Friend of MLK to share experiences in civil rights movement

Harry Belafonte worked with MLK during the Birmingham Campaign and has continued to work on civil rights issues around the globe. SPECIAL TO THE ORACLE

In 1963, entertainer Harry Belafonte helped raise money for the Birmingham Campaign with Martin Luther King Jr. He organized a committee to fundraise to continue the civil rights movement while MLK was held in Birmingham jail, according to Stanford University.

As part of a week celebrating MLK, Belafonte will speak Tuesday at the Marshall Student Center Ballroom as this semester’s first speaker for the University Lecture Series.

He currently travels the world fighting for social righteousness, talking about the Black Lives Matter movement, U.S. foreign policy and humanitarianism in Africa. However, Belafonte has far more than just activism on his resume.

Belafonte was the first black performer to win to win a Tony Award in 1959, as well as the first to win an Emmy award in 1960.

Aside from his many achievements in both fields, Belafonte’s known for his open opinions on social justice and politics. In 1960, he appeared in a campaign commercial for John F. Kennedy, a presidential Democratic candidate, who then named Belafonte as a cultural adviser for the Peace Corps.

In an interview by the PBS NewsHour, Belafonte talked about the advent of his activism.

“I was an activist who became an artist and my activism really started the day of my birth, born from immigrant parents in New York City on March 1, 1927,” Belafonte said. “My mother was overwhelmed by America.”

He said his mother had come to America with hopes and dreams that were never fulfilled and that sentiment fueled his motivation to become involved with social activism.

After attending George Washington High School, he joined the Navy, fighting in World War II.

By the end of the 1940, he fell in love with acting and he started taking acting classes at the Dramatic Workshop of The New School in New York.

“What attracted me to the arts was the fact that I saw theater as a social force, as a political force,” Belafonte said. “I kind of felt that art was a powerful tool and that’s what I should be doing with mine.”

As for his acting career, “Bright Road” was his first film role in 1953. He was also given the New York Film Critics Circle Award for Best Supporting Actor for his performance in “Kansas City” in 1996.

He launched his first record label in 1949. As time passed, he began exploring new genres.

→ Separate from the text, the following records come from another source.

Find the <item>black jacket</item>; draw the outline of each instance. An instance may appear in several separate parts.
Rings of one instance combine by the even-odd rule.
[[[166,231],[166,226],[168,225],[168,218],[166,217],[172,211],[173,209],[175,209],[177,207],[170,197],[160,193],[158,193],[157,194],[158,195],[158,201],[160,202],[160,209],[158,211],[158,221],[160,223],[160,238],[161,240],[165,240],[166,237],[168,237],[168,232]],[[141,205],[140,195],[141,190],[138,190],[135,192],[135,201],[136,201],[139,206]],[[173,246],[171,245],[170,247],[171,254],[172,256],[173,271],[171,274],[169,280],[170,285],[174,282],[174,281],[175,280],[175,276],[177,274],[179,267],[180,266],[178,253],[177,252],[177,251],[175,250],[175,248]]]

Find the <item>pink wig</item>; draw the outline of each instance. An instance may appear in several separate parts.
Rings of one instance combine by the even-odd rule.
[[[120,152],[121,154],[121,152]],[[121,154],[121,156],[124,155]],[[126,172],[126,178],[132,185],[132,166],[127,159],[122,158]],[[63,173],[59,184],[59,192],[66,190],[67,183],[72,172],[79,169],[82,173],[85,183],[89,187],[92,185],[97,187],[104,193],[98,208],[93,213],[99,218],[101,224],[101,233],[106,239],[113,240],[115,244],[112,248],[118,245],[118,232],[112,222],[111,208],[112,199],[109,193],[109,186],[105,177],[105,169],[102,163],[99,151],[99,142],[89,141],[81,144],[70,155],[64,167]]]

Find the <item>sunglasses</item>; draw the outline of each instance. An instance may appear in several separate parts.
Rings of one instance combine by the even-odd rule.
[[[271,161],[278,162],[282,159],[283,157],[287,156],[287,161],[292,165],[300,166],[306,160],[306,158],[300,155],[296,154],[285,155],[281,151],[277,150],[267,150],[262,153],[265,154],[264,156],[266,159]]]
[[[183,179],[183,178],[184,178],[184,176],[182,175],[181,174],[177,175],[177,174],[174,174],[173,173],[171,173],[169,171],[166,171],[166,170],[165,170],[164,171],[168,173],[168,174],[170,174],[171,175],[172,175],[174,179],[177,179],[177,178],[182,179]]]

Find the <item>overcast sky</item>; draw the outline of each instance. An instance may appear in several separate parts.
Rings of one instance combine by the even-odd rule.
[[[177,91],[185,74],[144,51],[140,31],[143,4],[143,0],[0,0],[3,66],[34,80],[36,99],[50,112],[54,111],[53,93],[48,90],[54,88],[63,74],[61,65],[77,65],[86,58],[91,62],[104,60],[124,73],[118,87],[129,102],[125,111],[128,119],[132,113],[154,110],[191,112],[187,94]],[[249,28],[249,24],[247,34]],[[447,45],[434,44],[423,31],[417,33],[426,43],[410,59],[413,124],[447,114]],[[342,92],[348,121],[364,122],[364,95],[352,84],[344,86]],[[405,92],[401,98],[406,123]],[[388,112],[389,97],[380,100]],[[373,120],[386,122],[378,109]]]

He recorded blues, protest songs, Caribbean calypso, gospel, folk and show tunes. Belafonte has won many music awards throughout his life, including six gold records.

Belafonte often used his success in both fields to give his social activism more power. He was awarded the American National Medal of the Arts by the National Endowment of the Arts in Washington, D.C. in 1994. At the American Civil Liberties Union (ACLU) of Northern California’s annual Bill of Rights Day Celebration in December 2007, Belafonte gave the keynote address and was awarded the Chief Justice Earl Warren Civil Liberties Award.

Active USF students may pre-register for tickets at while supplies last. Non-USF students who wish to attend will be admitted on a first-come, first-served basis the day of the event until capacity is reached.

Check-in will begin at 5:30 p.m and doors open at 7:30 p.m.